Collaring Animal Traffickers a Low Priority for LAPD

The LAPD has publicly vowed to aggressively enforce a year-old law making it illegal to buy animals on the streets of Los Angeles.

Specifically, the law aims to halt the illegal sale of infant bunnies in the Fashion District. Veterinarians said these bunnies are too young to be weaned from their mothers and die a short time later, sometimes within hours of going home with a new owner, from starvation.

Cmdr. Andrew Smith, speaking at a press conference Oct. 11, said: "We’re here to say that it’s no longer legal to purchase these animals in the Fashion District."

"Our officers are going to be out there enforcing these laws, writing citations to people who choose to come down here and illegally purchase these animals," he added.

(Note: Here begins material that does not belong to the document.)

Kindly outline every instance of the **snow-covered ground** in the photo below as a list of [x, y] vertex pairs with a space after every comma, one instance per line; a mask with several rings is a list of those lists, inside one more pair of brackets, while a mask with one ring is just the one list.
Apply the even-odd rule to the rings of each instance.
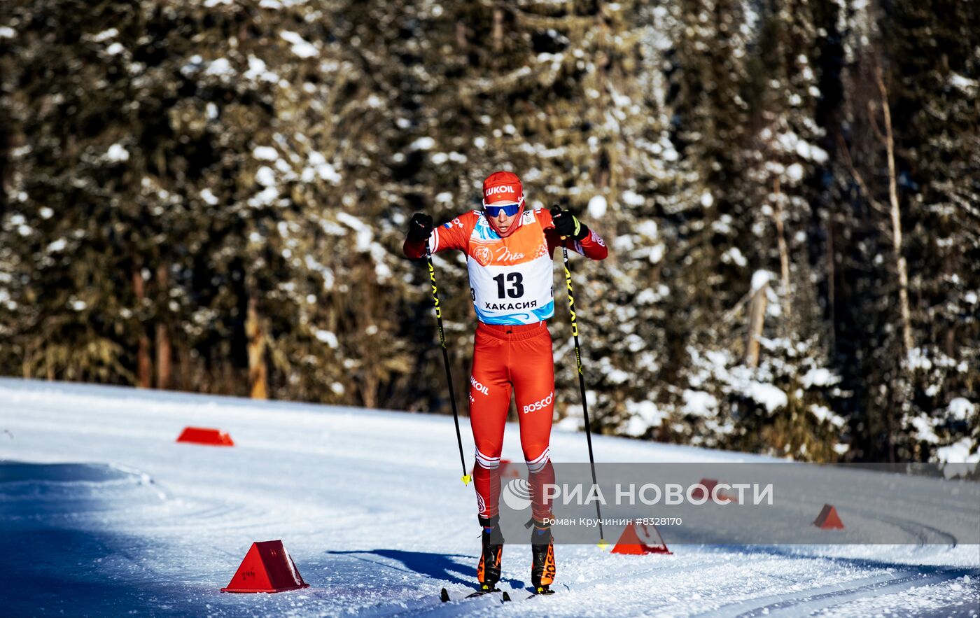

But weeks after that press conference, a hidden camera investigation documented an illegal bunny trade that seemed to flourish.

The Get Garcia team asked how many people had been arrested for selling the animals or cited for buying them. It turns out that until the team started asking for the numbers, only one person had been arrested for sales and none had been cited for buying an animal.

When confronted with the low numbers, Smith admitted that bunny trafficking is a low priority.

"We recognize that the jails are hugely overcrowded," he said. "We’re releasing felons now, people with multiple convictions and we’re trying to put in people for sales of rabbits. It’s kind of a hard sell."

LAPD Officer Randy McCain is a 20-year veteran of the Fashion District. He said the trafficking should be taken seriously.

"You have to take into account the health and the condition of the animals," he said. "They have them in a cage with no water, with maybe carrots and lettuce which they can’t eat, you know, they need milk."

The City Attorney, which handles misdemeanor cases, refused a request for an interview but by phone, a deputy attorney said she did not understand the nature of these crimes until we started asking questions. Neither, she said, do most police or judges.

She said it’s not clear, as McCain contends, that the illegal sales may have gang ties and be highly organized.

McCain said the illegal trade is run by a single family, the Mena’s, and Juan Mena runs the animal trafficking in the Fashion District, which McCain said, is lucrative.

He said traffickers can make $300 to $400 a day during the week, tax free.

"If you add the weekend," he said, "they could probably make up to $1,000 a day."

McCain suspects a portion of the proceeds goes to the 18th Street Gang for permission to operate on gang turf.

McCain said the illegal vendors often pay for protection. Juan Mena’s wife, Reyna Paredes, was recently arrested for selling animals in the Fashion District. McCain identified the man who bailed her out of jail as an affiliate of the 18th Street Gang. Paredes’ bail was $100.

The problem, according to McCain, is that when arrested, bunny traffickers are usually charged with a misdemeanor. He said the only way to stop the trafficking is for a multi-agency task force to be formed with a plan to charge the traffickers with felonies, which carry harsher penalties.